Needles//Pins relates romantic catastrophes

    1 of 1 2 of 1

      Local pop punks Needles//Pins have built a steady buzz over the last few years, having toured the country on a couple of 7-inch singles and a cassette. It’s no small feat, considering most acts will never make it beyond the Bandcamp demo stage. But as the trio begins the promotional stage for its scrappy full-length debut, 12:34, it’s only now accepting that it’s a real band. The rite of passage that led the three-year-old troupe to such a conclusion? The answer is simple: getting its own professional photo shoot.

      “It’s a weekend of firsts for our band,” guitarist-vocalist Adam Solomonian says of the outfit’s recent experience with the camera’s eye, while taking a break from a recording session at producer Felix Fung’s Little Red Sounds studio in East Van. “We’re just posing and looking sinister.”

      “We look like we don’t want to get our photo taken,” drummer Macey Budgell counters dryly with an eye-roll from across the room.

      Despite those supposedly moody modelling faces, Needles//Pins—which also includes bassist Tony Dubroy—is pretty jovial when the Straight stops by the studio. It’s a sunny Saturday afternoon, but the unit is none the wiser, having worked on punchy new number “Getting on Home” and a cover of Teenage Head’s “Picture My Face” since the a.m. Both tunes will pop up on a 7-inch platter for La-Ti-Da Records later this year.

      Before that mini-effort lands on turntables, though, the group will issue the fast and fun 12:34. While Needles//Pins is accustomed to streamlined, bite-size offerings, the full-length format gave ita little flex room to try some new arrangements.

      “Honestly, it was more just being picky about how we organized the track listing so it sounded more like an LP and not just ‘Single, single, single,’ ” Solomonian explains of the extra space.

      His choice of words doesn’t mean the album is cluttered with filler and B-sides, though. Despite the sugary hooks, Needles//Pins still goes for the throat with mescaline-fuelled aplomb on “I Don’t Mind” and the ba-ba-ba-adorned “Hale Bop”. Both suggest the album could have easily dropped during the Mint/Lookout merger days of the ’90s, in between releases from the Smugglers and the Groovie Ghoulies.
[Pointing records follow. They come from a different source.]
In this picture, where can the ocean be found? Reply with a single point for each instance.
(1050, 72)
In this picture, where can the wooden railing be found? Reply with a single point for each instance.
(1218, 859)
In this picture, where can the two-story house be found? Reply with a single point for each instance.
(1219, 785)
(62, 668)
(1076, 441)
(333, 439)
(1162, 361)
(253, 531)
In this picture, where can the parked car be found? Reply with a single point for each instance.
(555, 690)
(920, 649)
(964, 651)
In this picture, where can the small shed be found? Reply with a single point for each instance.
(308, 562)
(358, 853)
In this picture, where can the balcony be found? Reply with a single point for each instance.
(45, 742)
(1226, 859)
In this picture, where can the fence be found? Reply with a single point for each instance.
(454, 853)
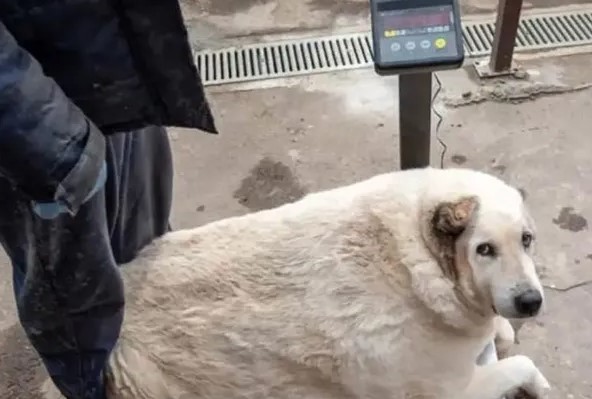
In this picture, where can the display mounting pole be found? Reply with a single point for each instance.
(415, 119)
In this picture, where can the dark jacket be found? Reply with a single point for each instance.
(122, 64)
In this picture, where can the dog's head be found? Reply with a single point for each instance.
(486, 246)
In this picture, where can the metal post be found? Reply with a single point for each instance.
(415, 119)
(506, 28)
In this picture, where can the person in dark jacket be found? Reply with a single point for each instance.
(86, 87)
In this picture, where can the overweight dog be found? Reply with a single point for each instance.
(387, 288)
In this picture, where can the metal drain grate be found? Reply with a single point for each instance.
(351, 51)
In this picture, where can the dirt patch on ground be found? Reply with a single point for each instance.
(21, 372)
(268, 185)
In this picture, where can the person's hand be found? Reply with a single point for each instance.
(51, 210)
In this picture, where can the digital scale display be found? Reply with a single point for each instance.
(410, 33)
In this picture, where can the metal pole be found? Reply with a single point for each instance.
(415, 119)
(506, 28)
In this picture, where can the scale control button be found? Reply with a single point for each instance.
(440, 43)
(410, 45)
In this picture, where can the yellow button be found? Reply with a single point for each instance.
(440, 43)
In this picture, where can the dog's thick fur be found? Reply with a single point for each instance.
(369, 291)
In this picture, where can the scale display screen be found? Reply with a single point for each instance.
(408, 33)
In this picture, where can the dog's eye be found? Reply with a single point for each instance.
(526, 240)
(486, 249)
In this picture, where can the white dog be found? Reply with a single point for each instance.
(388, 288)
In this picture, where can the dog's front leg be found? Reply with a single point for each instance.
(496, 380)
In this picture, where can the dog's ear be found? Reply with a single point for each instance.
(451, 218)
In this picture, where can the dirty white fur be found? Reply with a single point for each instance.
(340, 295)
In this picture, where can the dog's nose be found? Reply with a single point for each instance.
(529, 302)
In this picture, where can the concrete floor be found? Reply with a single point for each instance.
(282, 139)
(221, 23)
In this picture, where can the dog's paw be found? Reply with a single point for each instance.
(536, 385)
(505, 337)
(50, 391)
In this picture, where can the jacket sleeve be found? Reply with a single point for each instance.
(48, 148)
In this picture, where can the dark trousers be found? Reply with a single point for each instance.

      Elsewhere, the group reaches for the rafters with the massive rawk riffs and simply stated guitar solos of the girl-griping “Makes Me Wanna”, while a redone “Green Eyed”, originally off last year’s split EP with Lethbridge’s Moby Dicks, amps up the energy levels of the early version with new licks and a gruffer vocal delivery from Solomonian. “My voice is just naturally raspy,” the six-stringer admits. “When I started this band, I kind of tried not to do that, but I had to embrace that that’s how my voice sounds. It just ends up working better anyhow, because it sounds natural.”

      The album also includes the previously released tracks “Shaker” and “Drop It”, the original versions of which sounded much better, according to fans, on-stage than in recorded form.
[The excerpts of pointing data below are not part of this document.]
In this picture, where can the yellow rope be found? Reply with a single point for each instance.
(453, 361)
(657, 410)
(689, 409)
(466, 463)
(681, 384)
      “We didn’t necessarily think that,” Dubroy offers, though his bandmates hint that a thinner sound exists on past recordings. “We’ve had people say they love us live, but that the records don’t necessarily capture that.”

      While 12:34 has Needles//Pins sounding more fired-up than before, what hasn’t changed is the band’s catastrophically lovelorn lyrics. Filled with miserable drunk-dial scenarios, “Green Eyed” concludes of one relationship: “You know that it’s true/I only think of you when I’m fucked up.”

      The jangly garage-rock jam “Breadwinner Takes All”, meanwhile, finds Solomonian on the opposite side of rejection, getting ridiculed at a house party by a potential soul mate. It leads him to sing sweetly and stingingly, “I really want something bad to happen to you.”

      “You’ve got to have that angst; you can’t get away from it,” he says. “You couldn’t write a political song in this band.”

      Despite such hang-ups, everything’s shaping up nicely for Needles//Pins. On top of having both an album and a 7-inch released this summer, the group is gearing up for a Canadian tour in June. Between the travelling, the photo shoots, the interviews, and the studio time, the band has started to seem like more than an excuse to get together with friends and get loaded.

      “Our drinking club has a music problem,” Dubroy notes.

      That said, Needles//Pins is having fun as it enters the next stage of its career.

      “We’re not forced to take it more seriously; we definitely don’t do that,” Solomonian insists. “We want to do all these things because we want to sell the record, and they’re neat to do. I’ve never done this in a band before. It’s cool.”

      Needles//Pins plays its record-release and tour-kickoff show at the Astoria Hotel this Saturday (May 26).